Przejdź do treści

Drobne radości i morze wspomnień

W życiu ciągle za czymś gonimy. Kupujemy różne rzeczy, zdobywamy nagrody, kolekcjonujemy wyróżnienia i dyplomy, a wszystko po to, aby udowodnić sobie, że jesteśmy coś warci. Wychodzimy z założenia, że to, co mamy definiuje nas jako ludzi i określa nasze miejsce na tym świecie. Tę dziwną zależność widać szczególnie tutaj, w Afryce, gdzie mieć często znaczy być.

Tutaj jesteśmy:

Jest koniec sierpnia. Razem z moją randką siedzimy na schodkach przed domem w Bukoto. Na potrzeby tego posta dajmy mu na imię Tim. Tim jest znany w Ugandzie. Od ponad 7 lat tworzy muzykę reggae. Ludzie rozpoznają go na ulicy, pytają o nowe piosenki, zaczepiają, czasem pstrykną zdjęcie. Tim jednak nie zachowuje się jak typowy lokalny celebryta. Nie wciska się do telewizji, nie udziela wielu wywiadów, nie ma nawet fanpejdża na Facebooku. Dzień jest wyjątkowo ładny a przez drzewa przed domem przebijają się poranne promienie słońca. Tim wyciąga rękę i zrywa z drzewa świeżutkie i dojrzałe awokado, po czym przytyka je do nosa i zaciąga się jego zapachem.

– Co robisz? – pytam.

– Powąchaj – odpowiada, wkładając mi w dłonie zielony owoc. Wącham. Nie czuję nic. Czy to mój nos jest zepsuty, czy 22 lata życia w wielkim mieście tak bardzo mnie znieczuliło?

Próbuję raz jeszcze. Wciąż nic. Chyba jednak jestem zepsuta.

Mieć pod domem drzewo awokado to już coś. Jeszcze lepiej mieć kawałek ziemi a na niej krowy, kozy i kilka gatunków warzyw. Wtedy możemy być pewni, że na starość niczego nam nie zabraknie a my będziemy coś warci. Jeśli nie masz nic, jesteś nikim. Tutaj, w Ugandzie, w jednym z najbiedniejszych krajów świata, w którym na starość zostaje człowiekowi jeszcze mniej niż w Polsce, mieć ziemię oznacza być kowalem własnego losu. To dobro ponad wszystkie inne, bo możemy z nim zrobić, co chcemy. Bo będzie na zawsze. Nie to co samochody, telefony czy najnowsze ubrania.

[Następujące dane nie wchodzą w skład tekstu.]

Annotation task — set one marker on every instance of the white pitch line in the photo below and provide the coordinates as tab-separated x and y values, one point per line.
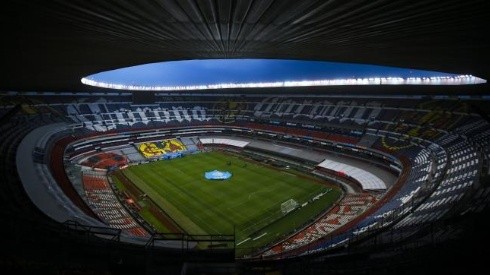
256	238
242	241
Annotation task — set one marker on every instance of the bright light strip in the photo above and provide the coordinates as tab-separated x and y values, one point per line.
438	80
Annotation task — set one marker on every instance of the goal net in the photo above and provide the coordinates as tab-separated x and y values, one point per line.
288	206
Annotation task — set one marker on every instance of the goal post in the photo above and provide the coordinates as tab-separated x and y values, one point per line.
288	206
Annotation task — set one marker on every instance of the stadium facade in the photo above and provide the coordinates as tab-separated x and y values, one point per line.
413	162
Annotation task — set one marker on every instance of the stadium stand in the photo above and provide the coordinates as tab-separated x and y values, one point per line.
439	165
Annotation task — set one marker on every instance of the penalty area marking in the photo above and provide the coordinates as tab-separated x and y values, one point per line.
242	241
256	238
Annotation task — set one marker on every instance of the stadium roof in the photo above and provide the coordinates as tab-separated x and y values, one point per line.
51	45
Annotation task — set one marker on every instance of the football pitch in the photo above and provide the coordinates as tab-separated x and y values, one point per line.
248	204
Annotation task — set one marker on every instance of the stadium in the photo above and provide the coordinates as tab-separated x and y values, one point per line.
358	175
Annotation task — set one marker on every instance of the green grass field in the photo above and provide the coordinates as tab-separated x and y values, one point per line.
248	204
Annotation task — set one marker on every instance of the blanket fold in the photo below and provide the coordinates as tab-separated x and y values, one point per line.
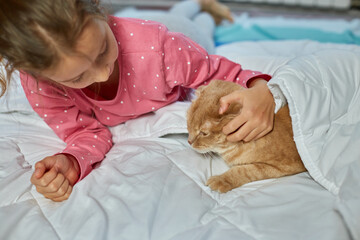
322	90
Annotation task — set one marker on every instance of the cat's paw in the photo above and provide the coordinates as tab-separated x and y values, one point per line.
219	183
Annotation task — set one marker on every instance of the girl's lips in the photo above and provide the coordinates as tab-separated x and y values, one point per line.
111	69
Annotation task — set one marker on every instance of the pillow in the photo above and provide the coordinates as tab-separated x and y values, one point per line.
14	98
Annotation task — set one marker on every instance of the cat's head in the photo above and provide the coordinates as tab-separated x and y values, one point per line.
204	122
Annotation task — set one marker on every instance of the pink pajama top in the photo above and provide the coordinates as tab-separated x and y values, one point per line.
155	65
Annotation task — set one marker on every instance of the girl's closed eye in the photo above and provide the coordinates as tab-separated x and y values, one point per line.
101	55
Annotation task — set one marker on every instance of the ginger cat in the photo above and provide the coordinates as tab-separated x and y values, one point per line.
272	156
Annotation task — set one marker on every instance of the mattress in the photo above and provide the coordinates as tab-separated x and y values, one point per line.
151	185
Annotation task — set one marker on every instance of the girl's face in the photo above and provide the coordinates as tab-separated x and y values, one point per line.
95	63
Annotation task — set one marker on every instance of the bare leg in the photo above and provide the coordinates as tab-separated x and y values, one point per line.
217	10
188	9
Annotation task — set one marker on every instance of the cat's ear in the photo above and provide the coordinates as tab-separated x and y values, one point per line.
234	108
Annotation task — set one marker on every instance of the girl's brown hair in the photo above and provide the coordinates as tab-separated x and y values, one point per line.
35	33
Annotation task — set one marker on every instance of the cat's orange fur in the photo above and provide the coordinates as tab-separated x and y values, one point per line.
272	156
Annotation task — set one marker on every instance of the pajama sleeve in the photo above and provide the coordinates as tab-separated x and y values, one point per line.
86	139
187	64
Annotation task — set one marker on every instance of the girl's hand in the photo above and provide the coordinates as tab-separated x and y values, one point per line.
256	118
54	176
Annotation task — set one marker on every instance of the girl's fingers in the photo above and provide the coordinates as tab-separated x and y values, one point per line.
60	190
45	179
234	125
226	100
39	170
53	187
64	196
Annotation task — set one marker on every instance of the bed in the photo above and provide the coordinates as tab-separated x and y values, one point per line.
151	185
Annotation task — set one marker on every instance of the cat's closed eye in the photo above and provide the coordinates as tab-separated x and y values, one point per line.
203	134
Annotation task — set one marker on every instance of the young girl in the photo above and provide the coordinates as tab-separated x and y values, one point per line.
83	71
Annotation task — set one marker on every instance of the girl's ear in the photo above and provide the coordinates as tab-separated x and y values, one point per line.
199	90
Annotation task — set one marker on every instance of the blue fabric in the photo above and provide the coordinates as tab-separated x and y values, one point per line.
236	32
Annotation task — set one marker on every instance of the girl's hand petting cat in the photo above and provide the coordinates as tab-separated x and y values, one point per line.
54	176
256	118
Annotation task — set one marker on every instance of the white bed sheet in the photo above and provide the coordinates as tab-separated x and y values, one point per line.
151	185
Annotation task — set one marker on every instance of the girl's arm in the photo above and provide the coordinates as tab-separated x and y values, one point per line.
87	140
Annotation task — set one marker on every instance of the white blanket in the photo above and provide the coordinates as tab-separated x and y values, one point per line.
323	92
151	184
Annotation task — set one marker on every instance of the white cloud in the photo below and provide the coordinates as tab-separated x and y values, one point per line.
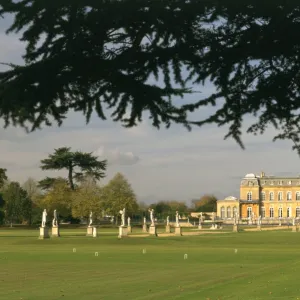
116	157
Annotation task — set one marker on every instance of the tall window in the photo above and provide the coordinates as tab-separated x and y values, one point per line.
222	212
289	212
228	212
249	196
249	212
234	211
263	212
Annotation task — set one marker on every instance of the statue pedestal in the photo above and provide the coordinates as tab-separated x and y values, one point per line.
145	228
44	233
152	230
89	231
168	229
178	230
123	232
94	231
55	231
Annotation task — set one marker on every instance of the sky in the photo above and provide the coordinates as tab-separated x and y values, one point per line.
165	164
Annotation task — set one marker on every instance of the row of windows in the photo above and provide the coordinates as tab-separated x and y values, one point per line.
280	182
272	197
228	212
280	212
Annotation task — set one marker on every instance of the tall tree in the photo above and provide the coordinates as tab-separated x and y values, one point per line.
3	177
17	203
118	194
104	52
78	164
207	203
31	188
87	198
58	197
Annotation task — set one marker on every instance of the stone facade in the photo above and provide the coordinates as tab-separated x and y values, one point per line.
269	196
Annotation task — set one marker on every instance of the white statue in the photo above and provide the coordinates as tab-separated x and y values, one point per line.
151	216
91	219
259	220
122	213
44	218
177	219
54	221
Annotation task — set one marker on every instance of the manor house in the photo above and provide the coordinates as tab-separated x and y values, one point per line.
268	196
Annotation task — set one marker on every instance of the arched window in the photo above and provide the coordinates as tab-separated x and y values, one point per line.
228	212
234	211
263	212
249	196
222	212
249	212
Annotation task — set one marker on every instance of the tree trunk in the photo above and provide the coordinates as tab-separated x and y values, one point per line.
70	176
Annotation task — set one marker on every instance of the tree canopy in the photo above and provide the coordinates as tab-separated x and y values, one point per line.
136	55
78	164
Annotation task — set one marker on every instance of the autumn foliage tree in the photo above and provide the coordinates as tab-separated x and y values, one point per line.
78	165
118	194
207	203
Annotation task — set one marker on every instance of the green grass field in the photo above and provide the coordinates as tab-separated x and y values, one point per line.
266	266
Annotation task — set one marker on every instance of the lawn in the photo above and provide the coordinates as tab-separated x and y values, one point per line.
265	266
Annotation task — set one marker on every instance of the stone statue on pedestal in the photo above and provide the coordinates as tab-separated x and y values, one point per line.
54	221
91	219
151	216
44	218
177	219
122	213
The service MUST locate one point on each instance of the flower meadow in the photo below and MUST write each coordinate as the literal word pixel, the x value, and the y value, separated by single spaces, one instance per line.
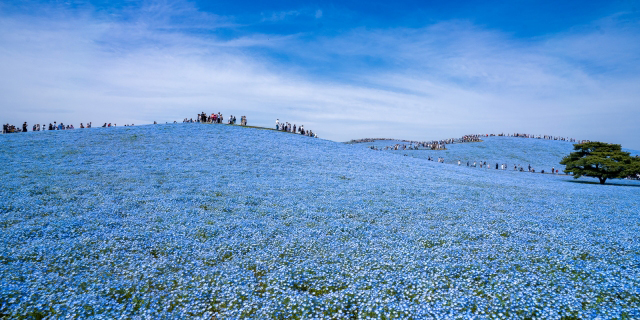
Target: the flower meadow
pixel 217 221
pixel 539 153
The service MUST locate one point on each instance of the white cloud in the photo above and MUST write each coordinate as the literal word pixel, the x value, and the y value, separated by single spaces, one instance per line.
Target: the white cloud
pixel 440 81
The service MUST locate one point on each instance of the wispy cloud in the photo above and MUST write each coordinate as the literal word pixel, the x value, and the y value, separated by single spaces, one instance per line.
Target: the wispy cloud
pixel 445 79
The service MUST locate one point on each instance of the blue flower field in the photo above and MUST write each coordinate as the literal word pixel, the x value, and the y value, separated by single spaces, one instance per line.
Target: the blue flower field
pixel 217 221
pixel 540 154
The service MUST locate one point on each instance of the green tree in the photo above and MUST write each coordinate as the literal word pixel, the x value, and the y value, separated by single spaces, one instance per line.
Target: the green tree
pixel 600 160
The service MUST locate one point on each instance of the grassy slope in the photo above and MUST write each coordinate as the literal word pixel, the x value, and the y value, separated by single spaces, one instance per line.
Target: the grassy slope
pixel 541 154
pixel 230 221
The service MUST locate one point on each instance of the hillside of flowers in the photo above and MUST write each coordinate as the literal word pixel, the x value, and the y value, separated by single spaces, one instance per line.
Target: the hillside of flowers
pixel 539 153
pixel 217 221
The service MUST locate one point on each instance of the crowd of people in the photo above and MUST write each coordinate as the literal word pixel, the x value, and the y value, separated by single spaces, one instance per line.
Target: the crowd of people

Rzeczy, które nie są stałe mają tu nikłą wartość. No, chyba, że trzyma się je na sprzedaż – wtedy ma się za nie pieniądz, a za pieniądz – wiadomo – co się chce. Właśnie dlatego ludzie często gromadzą tu przedmioty, które nigdy do niczego im się nie przydadzą. Trzymają je w domach nawet jeśli mogłyby przydać się komuś innemu. W końcu nigdy nie wiadomo, kiedy będzie okazja żeby to „coś” sprzedać i zarobić trochę grosza.

Kampala Uganda

Wieczorem, kiedy robi się ciemno razem z Timem wsiadamy do samochodu i bez celu jedziemy przed siebie.

– Pokażę Ci swoje dzieciństwo – mówi. Kampala nocą jest piękna, stokrotnie piękniejsza niż za dnia. Mijamy kasyno i klub, w którym za miesiąc Tim będzie grał koncert. Jest czwartek, światła migają, ktoś zauważa go w samochodzie i wskazuje palcem. Przyspieszamy i skręcamy w prawo, wjeżdżając w gąszcz fabryk. Pojedyncze reflektory wyglądające zza ciężkich, metalowych bram nieśmiało oświetlają nam drogę. Włączamy radio. Na antenie lata 80. i 90 a na niebie, w oddali, błyskawice. Słychać grzmoty, ale burza tego wieczoru wcale nie nadejdzie.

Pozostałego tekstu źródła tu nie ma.